Monday, October 24, 2005

Bloody Flies - Koolewong Walk #2 - Brisbane Water #4

Crawling all over me and trying to get in my ears. Blasted things! I'm bloody irritable this morning. It was a hot, sticky walk with flies and hayfever.

So would I rather've stayed home with the fan and the remote? Nup. Even in crap weather I enjoy my walkies. Today the water was still and silver and green. A tiny breeze came up on my way back to the station but otherwise all was still but for the rush of the traffic as it went past below.

Koolewong & Saratoga
Big version

Koolewong has two main streets. Brisbane Water Drive snakes along Brisbane Water from Woy Woy to Gosford. Glenrock Parade is on the other side of the railway line and wiggles and jerks around following the path of least resistance and swooping up and down along the foot of the folds of the ridge.

I went up the Woy Woy end of it today, the south end. The road's split in two there. The two halves run parallel to each other but they're separated by a steep slope and a concrete staircase. I walked the lower half then climbed the staircase and walked the top. They were nice shady trees but there were too many trees and powerlines for a clear, photograph-able view. But hey, I'm walking round the edge of Brisbane Water for the next six months. There'll be plenty of views.

Between the trees and powerlines I could see across to Saratoga. On all the maps there's a tiny mangrove islet off the tip of it. There's a park there on the tip and a sailing club then this little islet just off it. But it was low tide this morning and it looked joined to Saratoga by a sandbar. Guess I'll find out when I walk Saratoga.

At low tide you can see just how many oyster farms there are. Heaps. Not many up the Gosford end of Brisbane Water. Most of them are close in around the shorelines of the Woy Woy end. There's mussels as well as the oysters. With it's sea and bays and lakes and estuaries, the Central Coast is seafood heaven. It's where fishermen go when they die. Googled a bit and found out there's an Oyster Festival next month, you can't take more than 2 bass, 2 marlin and 50 oysters a day and that crowd of kayakers I saw the other day were on a Oyster & Wine Tasting Kayak Tour. Interesting mental picture there of peeps quaffing wine and chucking oysters down whilst clutching their paddles in the other hand. Sounds fun. Perhaps I'll go.
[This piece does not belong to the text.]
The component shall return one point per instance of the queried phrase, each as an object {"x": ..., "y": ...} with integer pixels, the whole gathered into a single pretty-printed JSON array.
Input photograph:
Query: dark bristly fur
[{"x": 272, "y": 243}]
Back up on Glenrock Parade, a fight broke out amongst some rainbow lorikeets in a bottlebrush. Couldn't tell if they were fighting over nesting privleges or food. Perhaps both. Further back a lone male brush turkey had wandered across the road. He didn't notice me until I was maybe six feet away. The males are everywhere lately and all of them very distracted. Looking for lerve I expect, what with it being spring. There're plenty of ducks out and about as well, mostly with ducklings already, and there was a pet rabbit nibbling someone's lawn.
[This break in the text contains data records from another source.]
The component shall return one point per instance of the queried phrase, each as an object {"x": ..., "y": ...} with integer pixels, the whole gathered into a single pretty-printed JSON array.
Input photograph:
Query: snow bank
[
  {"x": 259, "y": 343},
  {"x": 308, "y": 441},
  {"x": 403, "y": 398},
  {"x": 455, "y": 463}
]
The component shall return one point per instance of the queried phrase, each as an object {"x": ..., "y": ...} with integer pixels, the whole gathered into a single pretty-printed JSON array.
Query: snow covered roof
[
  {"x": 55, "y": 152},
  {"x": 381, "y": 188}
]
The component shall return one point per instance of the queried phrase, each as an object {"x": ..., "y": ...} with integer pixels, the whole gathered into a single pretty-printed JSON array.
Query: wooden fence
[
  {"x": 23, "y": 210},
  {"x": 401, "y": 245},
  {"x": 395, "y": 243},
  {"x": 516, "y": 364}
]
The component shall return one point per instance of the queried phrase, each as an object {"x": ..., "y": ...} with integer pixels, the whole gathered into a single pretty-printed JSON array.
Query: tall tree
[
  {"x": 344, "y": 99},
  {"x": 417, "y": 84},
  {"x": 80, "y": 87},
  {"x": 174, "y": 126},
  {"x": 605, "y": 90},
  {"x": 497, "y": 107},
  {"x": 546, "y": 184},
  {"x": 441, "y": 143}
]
It was a shortish walk. Too bloody muggy for tramping for hours. I marked off the day's streets, enjoyed the view for a few minutes longer then wandered back down the hill to the train station.

There's three stops between Woy Woy and Gosford. Koolewong, Tascott and Point Clare. Koolewong and Tascott stations are short and as the train leaves Woy Woy the conductor comes over the thingy with "Negs top Koolewong, Tascott, Point Clare, Gosford, passengers for Koolewong and Tascott please travel in the reeeeear two carriages". Wondabyne, on Mullet Creek between Woy Woy and Brooklyn (Hawkesbury station) is minute. You have to travel in the rear carriage there and they only open one door.

Not all the trains stop at Koolewong. Only one an hour. The Newcastle train stops at Woy Woy and Gosford. It went past and I got a lovely cool swoosh of air on my face. Didn't have long to wait for the all-stops train. Just long enough to enjoy looking up at the ridge. It was fairly high there, maybe as high as the peak at the Woy Woy end and that's 139 metres (456 feet). The houses in Koolewong go far up the ridgeside and above them the ridge is covered in gums. A couple of swallows flickered over the treetops, skimming up the less cautious insects. A sulphur-crested galah gliding across and disappearing into a tree. And everywhere the twittering and carry-on of the rainbow lorikeets. It was a peaceful view and, apart from swatting the flies, I enjoyed it until my train came.

It's dark now, not night dark, storm dark. Hopefully there's another one on its way or some rain.

Speaking of storms
There's a thingy in today's Herald:

Blame Sydney's urban sprawl for some of the summer thunderstorms that lash the city.

The changing landscape is also responsible for increasing the violence of some storms, say two Macquarie University researchers who have spent more than a year using a supercomputer to model the impact that two centuries of clearing Sydney's vegetation has had on severe weather.


They've got way more research to go but their theory'd explain why so many times there's just a bit of rain or a rumble of thunder on the Coast but when I turn on the news there's flash flooding, trees down, roofs off and the power out all over Sydney.